Teach Your Child How to Sew: Lesson Two – Fabric Letters

Hey all! We are busy learning to sew and wanted to share our latest project:
H2SLetterLogo

This is a fun lesson which will reinforce skills learned in Lesson 1 and introduce curves as well as a zig-zag stitch. We hope you will join the fun and create your own fabric letters! Here’s what you need…

Materials List

Pattern

Fabric

  • Woven fabric for front and back pieces cut into squares (woven is a bit easier to sew, but you can use knit if your child has his/her heart set on a specific print). The template provided uses 5 x 5 squares, but you can make your letters any size you want.
  • A ‘filler’ to stabilize each shape: fusible fleece, quilt batting, or even flannel or felt cut into same size squares as your fabric.
  • Suggestions:
    • 5 x 5 charm packs make this project super easy.
    • This project is a great way to use your ‘scraps’.
    • Use same color/print for each back piece so your child can easily distinguish between front and back; this is especially helpful when just learning letters and numbers.

Thread

Regular and/or pinking shears

Pen (disappearing fabric pen is recommended – or tailors chalk)

Pins (or clips, wash-away tape, or fabric glue stick)

LET’S SEW!

Lesson Two: Fabric Letters

Step 1:

Print and cut your pattern (letters) and fabric.

You can do the entire alphabet, your child’s name, a favorite word (READ, SEW, LOVE, etc.), shapes, or even animals!

This is a perfect time to teach your child there are two types of scissors:

  • those you use to cut paper (scissors) and
  • those you use to cut fabric (shears).
  • NEVER use your fabric shears on paper (ha! okay, you don’t have to scare them, but let them know it is not recommended to use your fabric shears on paper because it dulls the blade and makes cutting fabric more difficult and less accurate).

H2SLetterCutFINAL1

If you haven’t already, cut your fabric and filler/stabilizer into squares to fit your pattern pieces (again, 5″ x 5″ squares work well if you use the alphabet template provided).

Step 2:
If using a fusible filler/stabilizer, fuse your front fabric to your filler as directed on product packaging.

H2SLetterFuse

Step 3: Trace each letter onto the FRONT fabric piece; a disappearing fabric ink is recommended.

H2SLetterTrace

Step 4: Layer your fabric and pin (or clip or tape or glue – whatever you feel is best for your child).

Explain to your child that we are making a fabric ‘sandwich’:

  • Front piece
  • Filler/stabilizer
  • Back piece (make sure the back piece is facing RS out).

Pin as necessary to hold the pieces together during machine stitching (this is the ‘peanut butter’ that holds the ‘bread’ together).

 

H2SLetterPinDiagram

Step 5: Thread the machine. Revisit the threading process using the vocabulary your child learned in the first lesson. And remember to include your child in the creative decisions – it’s okay if they want a contrasting color thread – it’s meant to be FUN!

Step 6: Stitch along trace lines from Step 3.

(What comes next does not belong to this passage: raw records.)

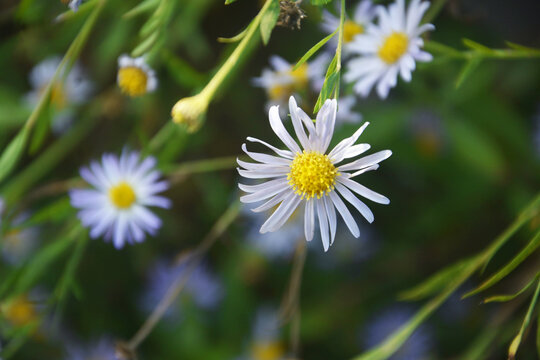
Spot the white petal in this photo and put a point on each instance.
(282, 153)
(367, 161)
(309, 220)
(273, 201)
(264, 194)
(281, 132)
(359, 205)
(345, 214)
(332, 220)
(364, 191)
(262, 186)
(281, 214)
(264, 158)
(323, 223)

NOTE: After doing several samples, I think using a zig-zag stitch with a shorter stitch length and width works best. This will also reduce fraying if you don’t have pinking shears to cut out the letter shape. Plus zig-zags are just a fun, new stitch to learn (which will  be helpful for the next project)!

H2SLetterStitchCut

  • Reinforce the lesson that the throat plate is the ‘hands free zone’ while the needle is in motion.
  • Remind your child to backstitch at the beginning and end of a run/seam.
  • Remind your child how to turn a corner: needle down, presser foot up, pivot fabric, presser foot down, continue.
  • Teach your child how to stitch an inner curve and an outer curve (think of the letter ’s’).
    • Follow the curve as close as possible using the traced line as a guide
    • Gently guide the fabric around a curve using a slow and steady pressure on the foot pedal
    • The real-life application of this skill is maintaining a uniform distance from the edge (seam allowance).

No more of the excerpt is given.